Nuage dealer RSPE recommended a demo, so Penn reached out to Yamaha’s Chris Hinson. “You don't have a real appreciation of the presence and feel of Nuage… until you see it in person, touching the surface and realizing the freedom of not being confined to a box of semiconductors,” says Penn. “Sitting at the Nuage console and looking at the new Nuendo 6, I actually felt at home again, in a musical sense. The design is that good!”

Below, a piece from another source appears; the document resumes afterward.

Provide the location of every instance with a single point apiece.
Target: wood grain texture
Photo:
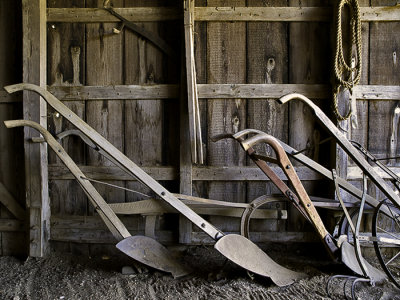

The collaboration of Yamaha and Steinberg to harmonize the workflow of an established DAW like Cubase/Nuendo and Yamaha's deep portfolio of digital mixers and their combined design and engineering philosophy helped Penn to affirm Nuage as a great result. He has been using Nuendo since Version 2, and the Yamaha 01V and 01V96 mixers. “It is kind of like mixing peanut butter and chocolate, for most folks, you're going to get something great.”

The Nuage saw its first use on the film Switching Lanes, which will be out later this year. Penn served as supervising sound mixer, working with actor/director Tommy Ford, editor Kevin Christopher, producer Shannon Nash and executive producer Bryant Scott of Tyscot Films. The film stars Michael Lerner, Marla Maples, Terri J. Vaughn and Victoria Staley, among others.

“Nuendo’s ADR mode enables me to accomplish more in vocal and Foley sessions by allowing multiple takes in one batch for scenes, providing more freedom for greater spontaneity in performance by the artist and guidelines from the director or producer,” says Penn. “I'm currently test driving Yamaha’s Rio 32-channel I/O box to remotely control the head amplifiers from either the Nuage master and fader control surfaces, by-passing my analog patch bay and cable snakes.”